Читаем Мастер и город. Киевские контексты Михаила Булгакова полностью

Быть может, таинственное имя героя нужно возводить к масонской терминологии, в которой «мастер» – обозначение одного из иерархических уровней ордена или ложи? Некоторые исследователи так и делают, полагая, что «вынесенное на поверхность „масонское“ имя героя тянет за собой целую цепь ассоциаций и открывает возможность для истолкования ряда сцен романа и деталей его „вещного“ мира в том же масонском ключе»[27]. Другие подтверждают: да, имя масонское, скорей всего из ритуала ордена иллюминатов. Текст романа «Мастер и Маргарита» охотно идет навстречу этому истолкованию, как, впрочем, и другим – например, вполне основательному утверждению Э. Бацарелли, что тип булгаковского художника – от Пушкина и Мольера до мастера из последнего романа – это «символ человека как такового, человека как индивидуальности»[28]. «Мой бедный и окровавленный мастер» – называет Булгаков Мольера в прологе книги о нем, а далее везде – «мэтр». Русское «мастер» – эквивалент французского «мэтр»? И этому уравниванию тоже ничто не противоречит в булгаковском романе.

Устроитель декораций, костюмов и зрелищных эффектов в средневековой европейской мистерии назывался «мастер чудес». Наполненное таким смыслом слово «мастер» как нельзя лучше пристает – если не герою булгаковского романа, то уж автору – несомненно. И этот контекст охотно соответствует словоупотреблению романа.

Памятуя чрезвычайный интерес Булгакова к Э. Т. А. Гофману, можно высказать предположение, что его мастер обязан именем гофманским апологиям средневековых цеховых мастеров («Мастер Мартин-бочар и его подмастерья», «Мастер Вахт»). Булгаков мистифицировал своих слушателей, выдавая фрагменты статьи С. Миримского о Э. Т. А. Гофмане за поразительно точные отзывы о себе самом[29], так что и этот контекст, возможно, не чужой для булгаковского мастера.

Средневековый мастер – тот, кто завершил ученичество созданием шедевра; об ученичестве булгаковского мастера нам ничего не известно, да и не было у него ученичества, поскольку «роман о Пилате» – плод озарения, исходящего из каких-то неведомых сфер, а не кропотливого ремесленничества, но шедевр он, во всяком случае, создал. И, подобно цеховому мастеру, воспитал ученика. Эту тему можно развивать и далее, но и без продолжения достаточно видна легкость, с какой она может развиваться.
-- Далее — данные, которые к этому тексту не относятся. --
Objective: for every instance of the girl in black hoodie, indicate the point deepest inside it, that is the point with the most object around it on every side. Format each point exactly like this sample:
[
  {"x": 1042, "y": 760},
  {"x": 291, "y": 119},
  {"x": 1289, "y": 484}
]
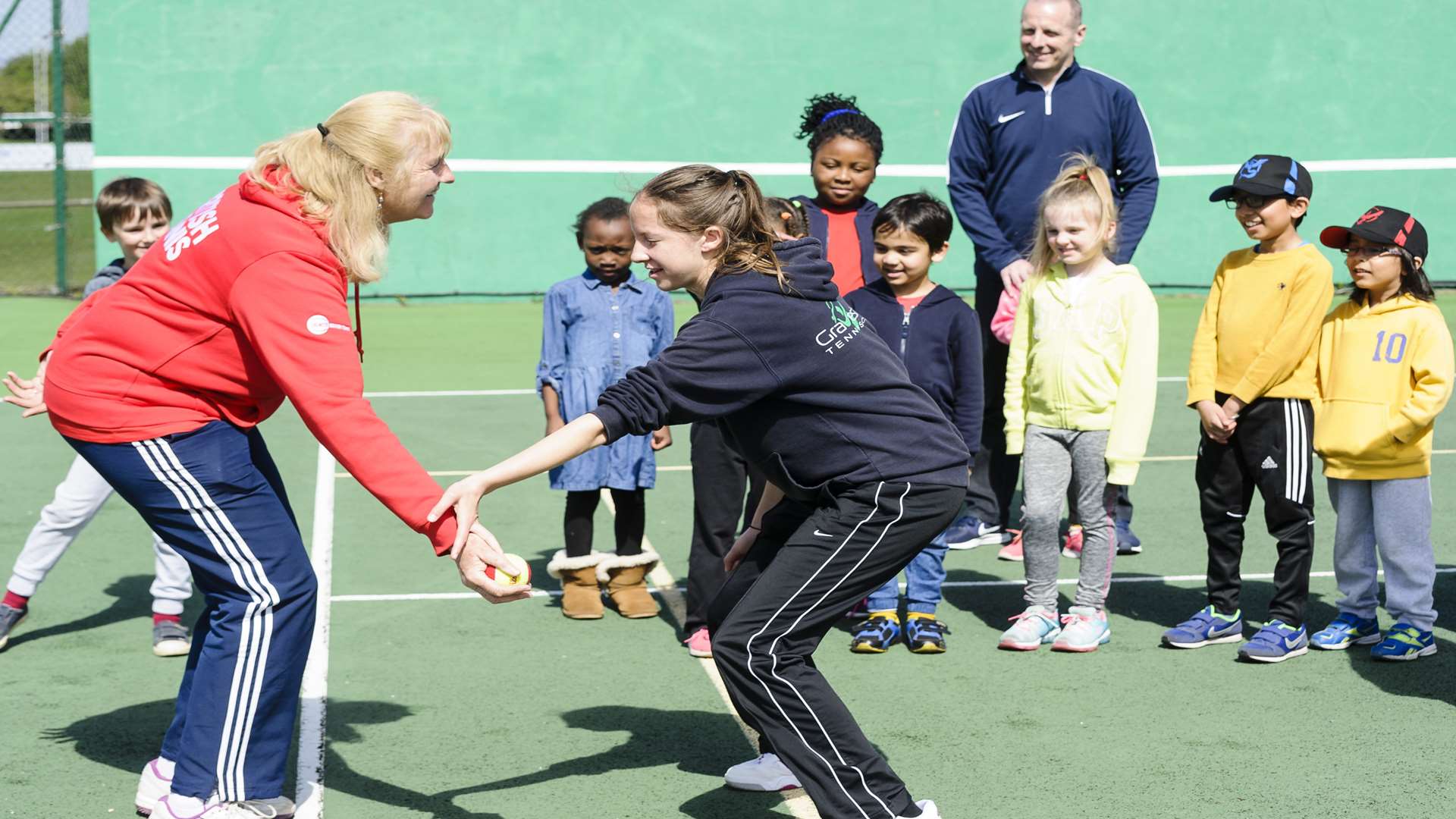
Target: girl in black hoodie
[{"x": 862, "y": 468}]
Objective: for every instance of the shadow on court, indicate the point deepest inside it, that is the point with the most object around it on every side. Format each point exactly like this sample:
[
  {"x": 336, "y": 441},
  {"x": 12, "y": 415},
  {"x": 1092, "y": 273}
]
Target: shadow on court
[{"x": 131, "y": 601}]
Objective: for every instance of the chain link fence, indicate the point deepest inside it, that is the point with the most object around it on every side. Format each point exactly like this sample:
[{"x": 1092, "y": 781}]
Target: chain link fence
[{"x": 34, "y": 49}]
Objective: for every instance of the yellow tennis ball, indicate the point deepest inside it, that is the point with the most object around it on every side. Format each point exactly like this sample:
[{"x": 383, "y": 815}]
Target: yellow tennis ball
[{"x": 519, "y": 575}]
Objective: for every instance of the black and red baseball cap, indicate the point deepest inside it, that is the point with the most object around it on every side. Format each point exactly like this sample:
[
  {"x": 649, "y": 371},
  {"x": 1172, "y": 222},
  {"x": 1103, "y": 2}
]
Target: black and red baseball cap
[
  {"x": 1267, "y": 175},
  {"x": 1382, "y": 224}
]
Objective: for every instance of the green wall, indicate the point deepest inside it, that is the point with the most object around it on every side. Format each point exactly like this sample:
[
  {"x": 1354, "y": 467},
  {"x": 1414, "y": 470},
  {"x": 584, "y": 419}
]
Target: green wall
[{"x": 689, "y": 80}]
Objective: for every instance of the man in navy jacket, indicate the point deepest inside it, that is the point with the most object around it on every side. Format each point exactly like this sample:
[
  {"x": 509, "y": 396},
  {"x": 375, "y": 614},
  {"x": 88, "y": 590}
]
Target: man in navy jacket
[{"x": 1009, "y": 140}]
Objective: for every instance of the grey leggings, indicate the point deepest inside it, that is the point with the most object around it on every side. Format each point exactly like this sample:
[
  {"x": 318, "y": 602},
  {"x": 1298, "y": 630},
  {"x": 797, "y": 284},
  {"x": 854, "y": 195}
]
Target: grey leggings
[{"x": 1050, "y": 463}]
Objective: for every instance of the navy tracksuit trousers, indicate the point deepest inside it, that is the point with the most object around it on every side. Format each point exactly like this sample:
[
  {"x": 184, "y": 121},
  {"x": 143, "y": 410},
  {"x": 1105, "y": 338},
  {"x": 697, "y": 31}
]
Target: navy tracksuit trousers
[{"x": 216, "y": 496}]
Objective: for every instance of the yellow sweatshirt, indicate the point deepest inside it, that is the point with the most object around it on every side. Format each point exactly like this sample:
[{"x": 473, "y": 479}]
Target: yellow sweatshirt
[
  {"x": 1085, "y": 360},
  {"x": 1385, "y": 372},
  {"x": 1260, "y": 324}
]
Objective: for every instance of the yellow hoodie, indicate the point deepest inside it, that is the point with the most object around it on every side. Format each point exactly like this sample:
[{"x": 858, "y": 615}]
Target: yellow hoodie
[
  {"x": 1385, "y": 372},
  {"x": 1087, "y": 363}
]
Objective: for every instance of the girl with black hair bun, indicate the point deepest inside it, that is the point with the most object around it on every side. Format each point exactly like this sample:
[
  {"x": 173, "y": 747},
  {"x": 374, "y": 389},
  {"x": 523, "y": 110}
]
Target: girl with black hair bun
[{"x": 845, "y": 150}]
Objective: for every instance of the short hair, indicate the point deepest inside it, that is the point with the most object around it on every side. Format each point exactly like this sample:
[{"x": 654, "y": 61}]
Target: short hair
[
  {"x": 921, "y": 215},
  {"x": 127, "y": 197},
  {"x": 609, "y": 209}
]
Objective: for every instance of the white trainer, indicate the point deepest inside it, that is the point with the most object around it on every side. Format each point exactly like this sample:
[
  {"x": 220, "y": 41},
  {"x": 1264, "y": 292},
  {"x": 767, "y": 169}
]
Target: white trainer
[
  {"x": 766, "y": 774},
  {"x": 928, "y": 809}
]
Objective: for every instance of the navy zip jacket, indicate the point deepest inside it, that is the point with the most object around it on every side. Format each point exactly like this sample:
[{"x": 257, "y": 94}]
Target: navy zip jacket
[
  {"x": 1012, "y": 137},
  {"x": 864, "y": 224},
  {"x": 940, "y": 343},
  {"x": 802, "y": 390}
]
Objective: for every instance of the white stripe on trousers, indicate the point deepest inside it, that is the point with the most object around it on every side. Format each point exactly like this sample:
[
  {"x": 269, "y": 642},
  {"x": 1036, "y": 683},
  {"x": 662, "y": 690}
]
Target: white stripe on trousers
[
  {"x": 1296, "y": 455},
  {"x": 256, "y": 624},
  {"x": 775, "y": 657}
]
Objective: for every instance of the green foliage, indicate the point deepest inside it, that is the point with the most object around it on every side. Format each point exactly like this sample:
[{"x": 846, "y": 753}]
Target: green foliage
[{"x": 18, "y": 79}]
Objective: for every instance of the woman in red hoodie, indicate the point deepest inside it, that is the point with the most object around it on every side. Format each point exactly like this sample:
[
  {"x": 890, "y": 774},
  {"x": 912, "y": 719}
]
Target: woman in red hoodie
[{"x": 161, "y": 381}]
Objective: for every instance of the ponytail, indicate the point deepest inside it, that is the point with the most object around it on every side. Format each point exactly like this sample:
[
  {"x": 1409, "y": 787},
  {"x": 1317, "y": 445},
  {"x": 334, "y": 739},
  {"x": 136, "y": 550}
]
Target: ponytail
[
  {"x": 1079, "y": 184},
  {"x": 695, "y": 197}
]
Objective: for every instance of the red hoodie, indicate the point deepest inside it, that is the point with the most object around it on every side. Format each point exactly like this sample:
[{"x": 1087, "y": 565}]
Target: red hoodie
[{"x": 243, "y": 305}]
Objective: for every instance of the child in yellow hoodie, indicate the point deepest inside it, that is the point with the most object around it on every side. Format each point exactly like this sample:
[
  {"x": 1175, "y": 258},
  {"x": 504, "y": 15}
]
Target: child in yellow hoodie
[
  {"x": 1385, "y": 372},
  {"x": 1251, "y": 378},
  {"x": 1081, "y": 387}
]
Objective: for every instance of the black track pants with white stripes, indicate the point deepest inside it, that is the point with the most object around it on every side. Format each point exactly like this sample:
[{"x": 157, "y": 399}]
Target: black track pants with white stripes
[
  {"x": 1273, "y": 450},
  {"x": 804, "y": 572},
  {"x": 216, "y": 496}
]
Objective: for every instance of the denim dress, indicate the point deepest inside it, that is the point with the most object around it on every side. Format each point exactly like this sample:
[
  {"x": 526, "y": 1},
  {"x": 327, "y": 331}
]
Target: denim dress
[{"x": 590, "y": 338}]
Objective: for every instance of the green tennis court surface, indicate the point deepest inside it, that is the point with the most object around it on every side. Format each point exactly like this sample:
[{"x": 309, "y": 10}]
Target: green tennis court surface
[{"x": 456, "y": 708}]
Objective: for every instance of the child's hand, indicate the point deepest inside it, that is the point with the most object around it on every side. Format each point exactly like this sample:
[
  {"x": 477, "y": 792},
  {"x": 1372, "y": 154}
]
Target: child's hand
[{"x": 1215, "y": 423}]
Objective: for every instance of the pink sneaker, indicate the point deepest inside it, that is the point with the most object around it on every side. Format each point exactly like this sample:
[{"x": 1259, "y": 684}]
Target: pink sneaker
[
  {"x": 1072, "y": 547},
  {"x": 699, "y": 645},
  {"x": 1012, "y": 550}
]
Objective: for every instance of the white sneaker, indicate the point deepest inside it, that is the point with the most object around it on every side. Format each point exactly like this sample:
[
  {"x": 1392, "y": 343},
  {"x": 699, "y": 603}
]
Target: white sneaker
[
  {"x": 764, "y": 773},
  {"x": 928, "y": 809}
]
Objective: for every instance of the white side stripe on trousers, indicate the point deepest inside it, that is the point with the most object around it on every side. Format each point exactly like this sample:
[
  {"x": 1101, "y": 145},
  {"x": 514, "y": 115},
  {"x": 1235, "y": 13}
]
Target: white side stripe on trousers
[
  {"x": 256, "y": 624},
  {"x": 1296, "y": 452},
  {"x": 775, "y": 657}
]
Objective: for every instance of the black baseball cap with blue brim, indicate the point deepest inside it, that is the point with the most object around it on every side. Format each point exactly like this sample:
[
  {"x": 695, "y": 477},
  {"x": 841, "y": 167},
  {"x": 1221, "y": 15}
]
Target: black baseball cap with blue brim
[{"x": 1267, "y": 175}]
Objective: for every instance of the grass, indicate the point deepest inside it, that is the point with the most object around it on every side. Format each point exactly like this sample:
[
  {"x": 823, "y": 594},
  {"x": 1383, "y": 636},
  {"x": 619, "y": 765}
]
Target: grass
[
  {"x": 28, "y": 264},
  {"x": 456, "y": 710}
]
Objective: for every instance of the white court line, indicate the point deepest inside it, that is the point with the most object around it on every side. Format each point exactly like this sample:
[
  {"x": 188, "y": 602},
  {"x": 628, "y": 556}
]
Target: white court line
[
  {"x": 313, "y": 694},
  {"x": 756, "y": 168}
]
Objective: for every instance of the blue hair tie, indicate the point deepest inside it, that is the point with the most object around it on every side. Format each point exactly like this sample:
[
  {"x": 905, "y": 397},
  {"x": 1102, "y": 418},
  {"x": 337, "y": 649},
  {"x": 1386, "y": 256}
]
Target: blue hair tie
[{"x": 836, "y": 112}]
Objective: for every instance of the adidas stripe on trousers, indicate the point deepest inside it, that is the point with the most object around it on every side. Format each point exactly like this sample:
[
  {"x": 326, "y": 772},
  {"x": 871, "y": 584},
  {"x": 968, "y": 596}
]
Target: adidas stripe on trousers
[
  {"x": 807, "y": 567},
  {"x": 216, "y": 496},
  {"x": 1272, "y": 450}
]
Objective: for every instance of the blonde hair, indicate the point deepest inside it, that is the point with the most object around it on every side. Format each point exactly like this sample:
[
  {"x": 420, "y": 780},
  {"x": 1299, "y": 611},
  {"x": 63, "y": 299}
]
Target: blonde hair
[
  {"x": 328, "y": 165},
  {"x": 692, "y": 199},
  {"x": 1079, "y": 184}
]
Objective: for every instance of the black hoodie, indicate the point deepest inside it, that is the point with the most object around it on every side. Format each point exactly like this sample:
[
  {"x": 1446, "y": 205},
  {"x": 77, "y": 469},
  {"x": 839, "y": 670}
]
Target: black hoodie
[{"x": 802, "y": 387}]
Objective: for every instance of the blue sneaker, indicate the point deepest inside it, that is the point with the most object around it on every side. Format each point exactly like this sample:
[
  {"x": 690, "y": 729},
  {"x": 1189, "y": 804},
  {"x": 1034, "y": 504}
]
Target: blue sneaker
[
  {"x": 1276, "y": 643},
  {"x": 1345, "y": 632},
  {"x": 1128, "y": 542},
  {"x": 1404, "y": 642},
  {"x": 1204, "y": 629},
  {"x": 967, "y": 532},
  {"x": 877, "y": 634}
]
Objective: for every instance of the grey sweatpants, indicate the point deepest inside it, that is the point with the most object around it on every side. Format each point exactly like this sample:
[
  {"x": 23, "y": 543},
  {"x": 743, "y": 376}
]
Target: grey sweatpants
[
  {"x": 1050, "y": 461},
  {"x": 1395, "y": 518}
]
Быть может, нужно учесть, что мастер в средневековой Европе титуловался на тогдашней латыни словом «domnus» (при имени; например, «domnus Martinus») или даже – тоже при имени – словом «dominus», означающим одновременно и «господин», и «Господь»[30]. Слово, покрывающее одним и тем же знаком мастера земного и небесного Творца, выглядит вполне уместно при истолковании романа, рассказывающего историю безымянного пророка параллельно истории пророка по имени Иешуа.

Ко всем пушкинским юбилеям (а их, широко отмечаемых, на веку Булгакова было по крайней мере три – 1899, 1924 и 1937 года) шла в ход сакраментальная фраза о «бессмертном мастере русского слова», возникшая, по-видимому, в дни торжеств по случаю открытия памятника поэту в Москве в 1880 году. Соотнесение главного героя русской культуры с главным героем романа Булгакова далеко не бессмысленно. Пушкина Булгаков исповедовал религиозно, и одновременно с романом, где выведен мастер, у которого отсутствует имя, он работал над пьесой о Пушкине, где Пушкин как действующее лицо отсутствует. И Пушкин в пьесе, и мастер в романе погибают по одной и той же причине: и тот, и другой сочинили нечто о Христе – мастер свой роман, Пушкин – стихотворение «Мирская власть». Так что пушкинский контекст никак нельзя считать чужим при истолковании загадочного прозвища булгаковского героя.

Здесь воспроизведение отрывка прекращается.